J’adore ce continent, où tuer ne fait pas peur! J’adore mon continent dans lequel la franchise universitaire est plutôt une franchise militaire.
J’adore ce continent où les valeurs ont perdu leurs côtes et où les vertèbres des vices tournent à merveille.
J’adore mon continent!
Ce continent dans lequel matin et soir, pour de l’argent et pour des privilèges éphémères, nous sommes capables d’abattre, la main sur la conscience, nos nobles convictions.
J’adore ce continent où sur le trottoir, il y a de la place pour tout, sauf pour le piéton et où brillent dans les rues, les insultes les plus puantes et les coups de Klaxon les plus sonores. Tout vous est servi pour presque rien.
J’adore ce continent dans lequel la brutalité, la violence et l’intolérance sont les fers de lance du développement. J’adore mon continent!
Ce continent où un chef de service ou tout autre petit, tout petit responsable croit qu’en te faisant poireauter dans sa salle d’attente avant de te recevoir le rendait davantage important ou puissant. Sa première préoccupation est d’ailleurs, le détournement des fonds publics.

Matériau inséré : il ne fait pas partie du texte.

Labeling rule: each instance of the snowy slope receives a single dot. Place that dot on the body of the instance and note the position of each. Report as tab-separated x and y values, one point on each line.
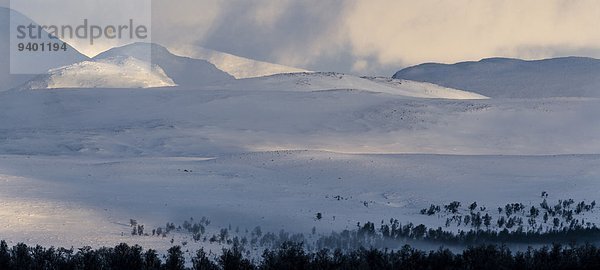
513	78
239	67
330	81
128	122
57	59
106	73
184	71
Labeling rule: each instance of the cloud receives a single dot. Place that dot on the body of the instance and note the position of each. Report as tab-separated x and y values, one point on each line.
411	32
379	36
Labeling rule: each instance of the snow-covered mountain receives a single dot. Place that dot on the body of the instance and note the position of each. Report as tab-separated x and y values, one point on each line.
115	72
237	66
50	61
183	70
513	78
331	81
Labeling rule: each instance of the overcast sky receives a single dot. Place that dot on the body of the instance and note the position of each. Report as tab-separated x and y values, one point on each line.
378	37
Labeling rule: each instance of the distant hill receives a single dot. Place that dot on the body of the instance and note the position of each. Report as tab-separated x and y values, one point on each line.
57	59
183	70
237	66
514	78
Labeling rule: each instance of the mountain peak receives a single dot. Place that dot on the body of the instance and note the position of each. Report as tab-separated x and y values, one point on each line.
514	78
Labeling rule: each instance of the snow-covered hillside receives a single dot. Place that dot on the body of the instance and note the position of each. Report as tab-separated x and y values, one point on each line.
330	81
513	78
239	67
117	72
184	71
57	59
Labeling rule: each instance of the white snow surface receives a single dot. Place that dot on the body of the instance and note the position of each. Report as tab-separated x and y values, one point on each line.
55	60
77	164
117	72
237	66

J’adore ce continent dans lequel roulent fièrement des trains qui crachent la crasse. Des trains qui ailleurs, ont perdu toute crédibilité écologique. C’est l’évolution industrielle ici.
À minuit et un peu au delà, ce train peut traverser la ville en sifflant en continu, soixante secondes durant, cette fumée noire en fanion au vent. Le mécanicien, lui, il est ravi. Sa micheline d’un autre siècle répond encore. Et brillamment, puis bruyamment bien.
Vive l’évolution industrielle ici. J’adore mon continent!
Ce continent dans lequel le ridicule radical a atteint un point radicalement critique.
J’adore ce continent à la conscience en feu, dans lequel le plus militant est forcément le plus méritant.
J’adore ce continent où sur une moto conçue pour deux, on peut se retrouver à trois, à quatre, à cinq. Toute une famille peut se retrouver là-dessus et ça roule et ça roule et tout va bien. Vive le progrès! Vive la police spectatrice du comportement à risques!